Contre le vent de face, toutes
mes prévisions s’effondrent. J’espère faire mon voyage en 20/24h, mais ma
vitesse de croisière est ridicule ! Très vite, je baisse à 12/13km/h de
moyenne, descendant à 9km/h dans les montées, ne dépassant pas les 21km/h en
descente. Tous ces chiffres parlent d’une chose : le combat physique et
mental qui s’engage. Je ne suis pas réellement entraîné ni préparé à un effort
physique aussi continu et prolongé. Mon trajet quotidien est limité, et le vélo
de ville offre nombre d’occasions de se reposer aux feux rouges. Les montées et
descentes sont également limitées.
Un autre ennemi que je vais
affronter et qui va beaucoup me faire souffrir, c’est le froid. Dès que je
m’arrête, le froid semble transpercer mes vêtements, je me refroidis. Je
découvre rapidement que mon rythme diffère de celui que j’ai naturellement dans
mes randonnées pédestres : Je fais une pause toutes les 2h au lieu de
toutes les heures, avec, à partir d’une heure du matin, une pause toutes les
demi-heures pour boire, voire manger. Ces pauses sont autant des répits mentaux
nécessaires qu’une souffrance physique intense.

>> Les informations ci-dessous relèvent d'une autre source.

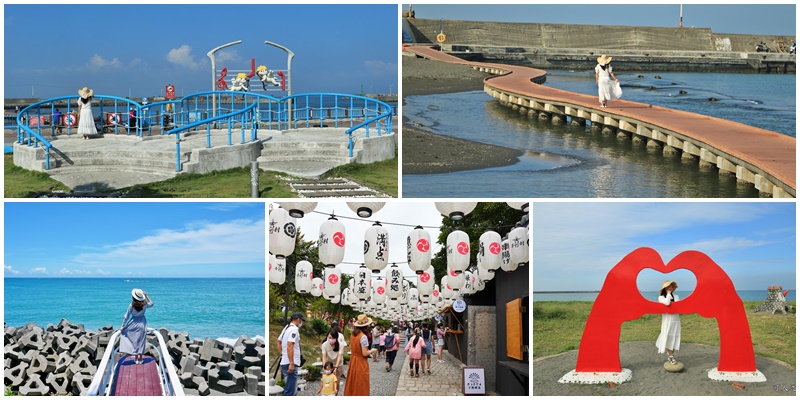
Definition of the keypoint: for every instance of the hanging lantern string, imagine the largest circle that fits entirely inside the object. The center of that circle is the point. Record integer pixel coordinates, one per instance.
(372, 221)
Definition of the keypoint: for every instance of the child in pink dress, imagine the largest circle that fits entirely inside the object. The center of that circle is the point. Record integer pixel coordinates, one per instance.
(414, 351)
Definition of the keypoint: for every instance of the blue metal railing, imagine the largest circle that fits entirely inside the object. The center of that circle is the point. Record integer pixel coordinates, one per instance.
(220, 108)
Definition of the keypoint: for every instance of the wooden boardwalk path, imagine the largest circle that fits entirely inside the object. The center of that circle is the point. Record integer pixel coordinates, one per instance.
(765, 158)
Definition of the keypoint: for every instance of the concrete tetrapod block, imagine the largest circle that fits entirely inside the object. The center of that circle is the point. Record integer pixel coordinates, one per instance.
(225, 379)
(34, 386)
(16, 376)
(252, 378)
(82, 364)
(63, 362)
(80, 383)
(59, 383)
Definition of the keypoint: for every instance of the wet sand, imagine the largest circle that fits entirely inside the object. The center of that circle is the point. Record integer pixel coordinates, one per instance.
(650, 378)
(429, 153)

Au fil du temps, la fatigue
gagne. Les voitures disparaissent. A partir d’une heure du matin, je ne croise
plus une seule voiture, roulant lentement de croisement en croisement et de
village en village, protégé par une lune quasi pleine magnifique, d’un
jaune-orangé doux et puissant à la fois. Voilée par un défilement de nuages
plus ou moins légers, elle projette mon ombre dans le noir complet dans lequel
je voyage. Vers 23h, mon feux arrière a en effet laché. Les piles fonctionnent,
mais quelque chose semble avoir sauté. Mon petit feu avant, qui était cassé et
que j’avais accroché avec des élastiques et du fil de fer, je l’éteins. Ne me
reste plus que ma lampe frontale, puissante. Mais, à partir de minuit, elle
commence à défaillir. Ne me reste plus qu’un set de pile. Je finis par tout
éteindre et voyager dans le noir. La lumière de la lune est providentielle.
Depuis que je roule en vélo, je
n’ai jamais eu de chance avec mes lumières… Une histoire de chance, je suppose.

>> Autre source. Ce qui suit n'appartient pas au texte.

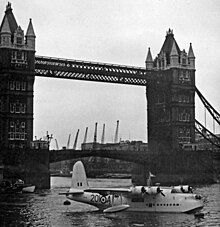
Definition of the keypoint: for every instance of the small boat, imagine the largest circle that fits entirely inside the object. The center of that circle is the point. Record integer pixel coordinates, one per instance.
(28, 189)
(25, 188)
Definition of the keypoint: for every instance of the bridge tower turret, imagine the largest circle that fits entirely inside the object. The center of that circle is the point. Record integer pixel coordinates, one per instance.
(170, 97)
(17, 63)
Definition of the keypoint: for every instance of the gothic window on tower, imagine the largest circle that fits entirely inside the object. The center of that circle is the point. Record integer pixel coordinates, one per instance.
(18, 85)
(184, 115)
(17, 130)
(184, 77)
(12, 85)
(184, 135)
(19, 58)
(23, 86)
(17, 107)
(19, 40)
(11, 130)
(12, 107)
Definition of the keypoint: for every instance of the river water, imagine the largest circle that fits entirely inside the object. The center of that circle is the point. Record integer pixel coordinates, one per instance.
(45, 208)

Dans tous les cas, ce voyage devient de plus éprouvant. Je commence à parvenir
au bout de mes facilités. Chaque mouvement de pédale devient un effort de
l’esprit autant que des muscles. Je dois me convaincre continuellement de
continuer, côte après côte, descente après descente. Les premières sont
longues, sans fin, les secondes passent trop vite et demandent un effort
étonnant pour ce qui devrait être d’une facilité déconcertante. C’est donc, à
partir d’une heure du matin, une longue nuit sans fin qui commence. D’un côté,
je me rend compte que jamais je n’arriverai au Luxembourg. De l’autre, je n’ose
pas encore envisage une solution et continue de rouler sur un chemin qui n’a
plus vraiment de sens. Les paysages lunaires s’enchaînent, je traverse de
petits villages silencieux, quelques très rares fenêtres allumées, sur de
petites départemantales, dont je chasse la ligne centrale. Ligne continue,
ligne plus ou moins effacée, m’éloignant des rebords invisibles et des dangers
connus et inconnus qu’ils portent.
La Lune est mon alliée. Je me
suis placé exprès dans une situation d’où je ne peux me sortir qu’en continuant
d’aller de l’avant. Je n’ai nulle part où aller. Impossible de revenir en
arrière. La nuit est au plus profond de son orbite. Pas de secours. Pas
d’endroit où se cacher du froid. La seule manière de lutter contre le froid est
d’avancer. C’est aussi la seule solution contre le désespoir. Solution que
j’oublie trop souvent dans la vraie vie, celle où je n’ai pas cette absence de
choix.
Car mon voyage est au final un
voyage vers ce but, vers ce sens, qui, en ce moment, à chaque coup de pédale de
ces heures profondes, est absent.
Et j’avance, je me bats, contre
le vent, face au noir, face à la solitude, habité littéralement depuis mon
départ par cette chanson sur Julie, mon amie morte, qui tourne encore et encore
dans ma tête. La seule manière d’échapper à cette litanie qui me vrille le
crâne et me plonge dans des souvenirs qui m’atteignent profondément est de
hurler. Alors, au milieu des champs, je me mets soudain à hurler à la Lune, à
hurler des insultes à ce monde qui me déchire l’âme et le cœur, j’hurle ma
douleur, ma violence contenue.
Et ça fait du bien. Ca
libère.
Peu à peu, durant ces profondes
heures nocturnes, quelque chose se relève en moi contre le désespoir. Je me
mets à réciter ce voyage, à raconter ce qui m’arrive comme je vous l’écris ici.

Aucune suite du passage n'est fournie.